Grenda Ryszard, Obrycki Łukasz
Department of Nephrology, Kidney Transplantation and Hypertension, The Children's Memorial Health Institute, 04-730 Warsaw, Poland.
Children (Basel). 2022 Apr 11;9(4):536. doi: 10.3390/children9040536.
Therapy of immune-mediated kidney diseases has evolved during recent decades from the non-specific use of corticosteroids and antiproliferative agents (like cyclophosphamide or azathioprine), towards the use of more specific drugs with measurable pharmacokinetics, like calcineurin inhibitors (cyclosporine A and tacrolimus) and mycophenolate mofetil, to the treatment with biologic drugs targeting detailed specific receptors, like rituximab, eculizumab or abatacept. Moreover, the data coming from a molecular science revealed that several drugs, which have been previously used exclusively to modify the upregulated adaptive immune system, may also exert a local effect on the kidney microstructure and ameliorate the functional instability of podocytes, reducing the leak of protein into the urinary space. The innate immune system also became a target of new therapies, as its specific role in different kidney diseases has been de novo defined. Current therapy of several immune kidney diseases may now be personalized, based on the detailed diagnostic procedures, including molecular tests. However, in most cases there is still a space for standard therapies based on variable protocols including usage of steroids with the steroid-sparing agents. They are used as a first-line treatment, while modern biologic agents are selected as further steps in cases of lack of the efficacy or toxicity of the basic therapies. In several clinical settings, the biologic drugs are effective as the add-on therapy.
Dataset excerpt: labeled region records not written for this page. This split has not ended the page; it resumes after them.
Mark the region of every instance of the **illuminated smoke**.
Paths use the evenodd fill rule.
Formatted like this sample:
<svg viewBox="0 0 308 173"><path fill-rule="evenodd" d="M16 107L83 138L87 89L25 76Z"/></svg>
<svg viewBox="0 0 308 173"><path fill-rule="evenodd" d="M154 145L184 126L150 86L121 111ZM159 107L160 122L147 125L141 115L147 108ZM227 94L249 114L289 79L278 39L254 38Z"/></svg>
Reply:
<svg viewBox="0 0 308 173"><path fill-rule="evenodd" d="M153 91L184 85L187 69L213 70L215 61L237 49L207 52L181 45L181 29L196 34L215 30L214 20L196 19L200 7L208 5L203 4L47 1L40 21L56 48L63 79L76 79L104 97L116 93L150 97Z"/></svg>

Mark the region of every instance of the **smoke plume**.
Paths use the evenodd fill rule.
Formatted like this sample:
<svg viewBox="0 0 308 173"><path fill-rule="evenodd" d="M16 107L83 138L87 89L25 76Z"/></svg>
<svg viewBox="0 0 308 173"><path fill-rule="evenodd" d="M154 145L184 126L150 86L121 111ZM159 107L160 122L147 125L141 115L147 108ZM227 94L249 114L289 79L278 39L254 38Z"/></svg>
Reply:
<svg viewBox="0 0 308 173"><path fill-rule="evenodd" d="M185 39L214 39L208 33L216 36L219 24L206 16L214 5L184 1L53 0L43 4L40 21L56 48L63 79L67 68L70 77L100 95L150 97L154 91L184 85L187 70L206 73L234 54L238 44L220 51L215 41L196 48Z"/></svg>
近几十年来,免疫介导性肾脏疾病的治疗已从非特异性使用皮质类固醇和抗增殖药物(如环磷酰胺或硫唑嘌呤),发展到使用具有可测量药代动力学的更特异性药物,如钙调神经磷酸酶抑制剂(环孢素A和他克莫司)和霉酚酸酯,再到使用靶向详细特定受体的生物药物,如利妥昔单抗、依库珠单抗或阿巴西普。此外,分子科学的数据表明,一些以前仅用于调节上调的适应性免疫系统的药物,也可能对肾脏微观结构产生局部作用,并改善足细胞的功能稳定性,减少蛋白质漏入尿腔。先天性免疫系统也成为新疗法的靶点,因为其在不同肾脏疾病中的具体作用已重新确定。基于详细的诊断程序,包括分子检测,目前几种免疫性肾脏疾病的治疗现在可以实现个性化。然而,在大多数情况下,基于包括使用类固醇和类固醇节约剂的可变方案的标准疗法仍有空间。它们被用作一线治疗,而现代生物制剂则在基础治疗缺乏疗效或出现毒性的情况下作为进一步的治疗选择。在几种临床情况下,生物药物作为附加疗法有效。